The MSBuild syntax draws heavily from NAnt and should feel quite familiar for any developer once one grasps how items differ from NAnt’s strongly typed collections. The tool is under active development, has extensive support from both Microsoft and the community, and – since Mono 2.4 was released on 8th of December 2009 – is usable as a cross-platform build system.

FAKE

Fake was published by Steffen Forkmann on the 1st of April, 2009. His goal was to create a build platform using the same language he wrote his programs in – F# (this trend is also observed in Ruby, Python and other languages which allow executable domain-specific languages to be defined at the language level). Three years later, Fake still remains more of an academic exercise than a widely deployed tool, but it does explore a very interesting approach to build management. Fake executes its scripts through the F# interpreter, extending the syntax of the language with three simple additions: defining build steps (Target? TargetName), declaring coupling between targets (For? TargetName <- Dependency? AnotherTargetName) and specification of default targets (Run? TargetName).

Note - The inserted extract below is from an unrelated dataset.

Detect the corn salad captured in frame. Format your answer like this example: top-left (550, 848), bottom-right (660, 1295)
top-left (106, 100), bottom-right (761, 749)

A basic build.fsx might look as shown in the listing below:

#I @"tools\FAKE"
#r "FakeLib.dll"
open Fake

Target? Default <-
  fun _ ->
    let appReferences  = !+ @"**.csproj" |> Scan
    let apps = MSBuildRelease @".\build\" "Build" appReferences
    Log "AppBuild-Output: " apps

Run? Default

First three lines import the Fake namespace from the FakeLib.dll file in directory tools\FAKE. Following them is a target definition, with a fileset wildcard match pipelined (using F#’s |> operator) to the Scan function, then a MSBuildRelease task invocation, log output, and finally – declaration of the default target. It should be noted here that Fake does not have built-in tasks for compiling code – it relies on the presence of MSBuild instead. There is also no need for a special in-line task definition syntax, as arbitrary F# code can be embedded anywhere in the script. This can be seen in the following example:

#I @"tools\FAKE"
#r "FakeLib.dll"
open Fake
open System

let isMono = Type.GetType ("Mono.Runtime") <> null
let stringType = Type.GetType ("System.String")
let corlibLocation = IO.GetDirectoryName (stringType.Assembly.Location)
let notMono = String.Format("Using non-Mono runtime engine: {0}", corlibLocation)

Target? Info <-
  fun _ ->
    if isMono then
      trace "Running on Mono"
    else
      trace notMono

Run? Info

The keyword let declares a F# variable, which is equivalent to property declarations used by NAnt and MSBuild. However, unlike those two tools, Fake allows the developer to invoke any .NET method, without security contraints.

As an experimental project, Fake does have some shortcomings. It does not execute its targets in parallel, although the code inside them can be easily parallelized. It also does not keep track of a target’s outputs up-to-date state, executing the target commands during every project rebuild, which makes it unsuitable for large projects. There is no support for using Fake under operating system other than Windows. And the F# language itself still remains exotic to most .NET developers, making the build scripts hard to understand and maintain.